Adapun hal yang harus
digarisbawahi dari definisi “kaidah” ini ialah pada kata kulli. Kata kulli
disana tidaklah melegitimasi bahwa semuanya tercakup tanpa terkecuali. Karena
dalam pembahasan kaidah ada yang disebut dengan syadz atau yang tidak
tercakup oleh kaidah. Semisal yang terjadi pada penggalan Q.S al-A’raf: 56 :
إِنَّ رَحْمَتَ اللَّهِ قَرِيبٌ مِنَ
الْمُحْسِنِينَ
Jika melihat pada
kaidah bahasa tentunya terdapat kesalahan disana, kata qaribun yang
menjadi khabar dari kata rahmat seharusnya diubah menjadi qaribatun.

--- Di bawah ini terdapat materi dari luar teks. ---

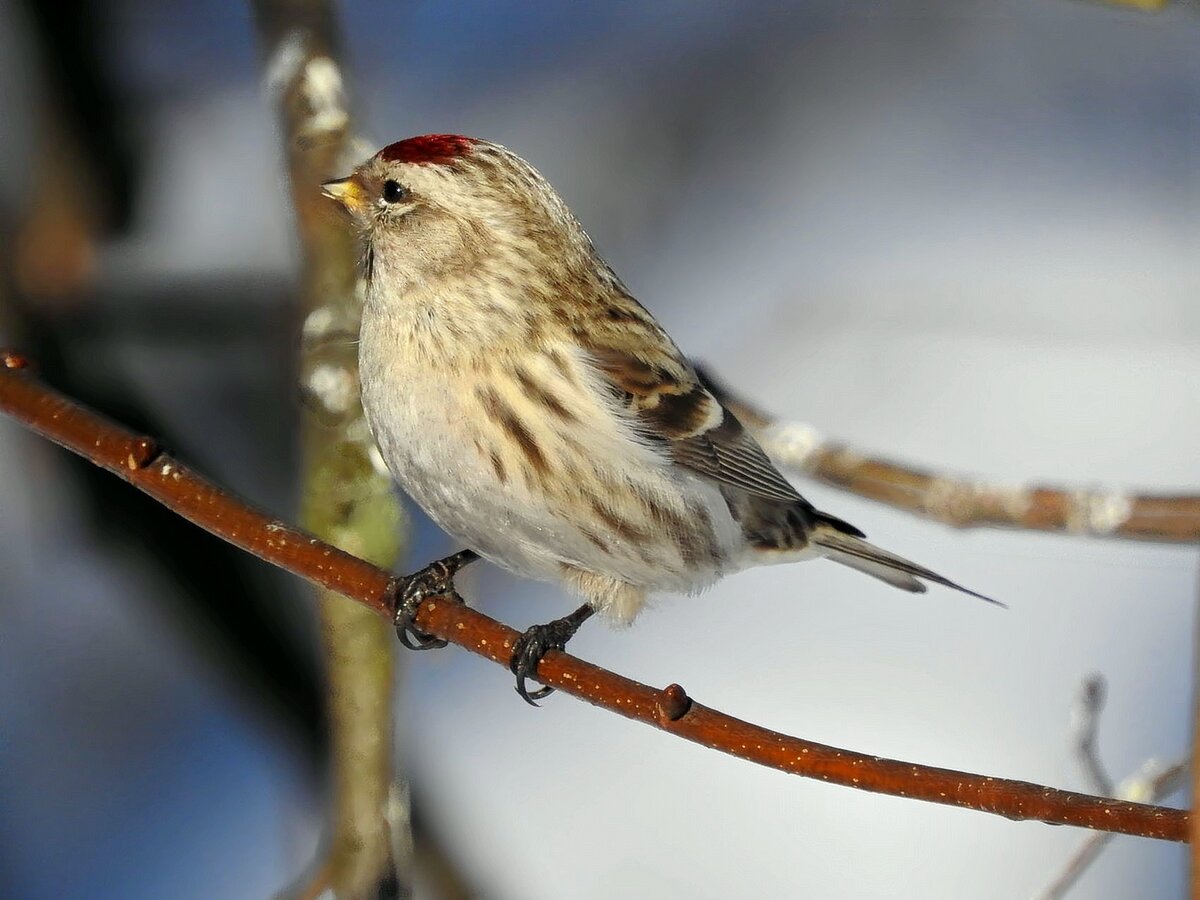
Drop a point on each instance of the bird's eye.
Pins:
(394, 191)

Karena menurut kaidah antara mubtada’ dan khobar haruslah
berkesusaian baik dalam hal jinsi/ jenis (mu’anats-mudzakar),
kuantitas (mufrad, mutsanna, jama’) dan seterusnya.
Maka dalam kasus ini
tidak logis jika yang disalahkan adalah al-Qur’an. Karena kaidah lahir
berdasarkan telaah atas al-Qur’an sehingga jika memang harus ada objek yang
disalahkan tentunya itu adalah kaidah bahasa itu sendiri. Meskipun “anomali
kebahasaan” ini dijelaskan beragam oleh para mufassir di mana salah satu
alasannya ialah adat dari bangsa Arab sendiri.
Selanjutnya definisi
kata “tafsir”. Secara etimologis kata tafsir diartikan dengan penjelasan
atau penampakan makna. Dalam kitabnya Maqayis fi al-Lughah,
Ibn Faris menjelaskan bahwa kata-kata yang tersusun atas tiga huruf yakni fa-sa-ra
mengandung makna keterbukaan dan kejelasan. Maka kata tafsir
yang merupakan bentuk derivasi dari fassara mengandung makna kesungguhan
membuka atau upaya terus-menerus membuka.
Maka apabila kata
tafsir disandingkan dengan al-Qur’an, maka melahirkan sebuah displin ilmu yakni
tafsir al-Qur’an yang salah satu definisi singkatnya ialah penjelasan tentang
maksud firman-firman Allah sesuai dengan kadar kemampuan manusia atau lebih spesifik
lagi jika melihat definisi yang dibawakan Imam
al-Zarkasyi yang menguraikan bahwasanya tafsir secara istilah :
علم يفهم به كتاب الله المنزل على نبيه محمد
صلى الله عليه وسلم وبيان معانيه واستخراج أحكامه وحكمه
Ilmu yang dengannya
dipahami al-Qur’an dan penjelasan maknanya serta menarik hukum-hukumnya dan
hikmah-hikmah yang ada di dalamnya. Adapun Abdul
Mustaqim menambahkan bahwa tafsir dapat dibagi menjadi dua yakni 1) tafsir
sebagai produk pemikiran penafsir (intaj) dan 2) tafsir sebagai ilmu
atau proses metodologi pembentukan pemikiran (thoriqoh).
Hakikat Kaidah Tafsir
Menurut Quraish
Shihab, hakikat Kaidah Tafsir adalah “ketetapan-ketetapan yang membantu seorang
penafsir untuk menarik makna/pesan-pesan al-Qur’an dan menjelaskan apa yang
musykil dari kandungan ayat-ayatnya”. Ketetapan-ketetapan inilah yang menjadi barometer
bagi mufasir untuk memahami kandungan dan pesan-pesan al-Qur’an yang dalam
penerapannya memerlukan kejelian dan kehati-hatian.
Apalagi sebagian dari
kaidah yang dijadikan patron itu dapat mengandung pengecualian-pengecualian.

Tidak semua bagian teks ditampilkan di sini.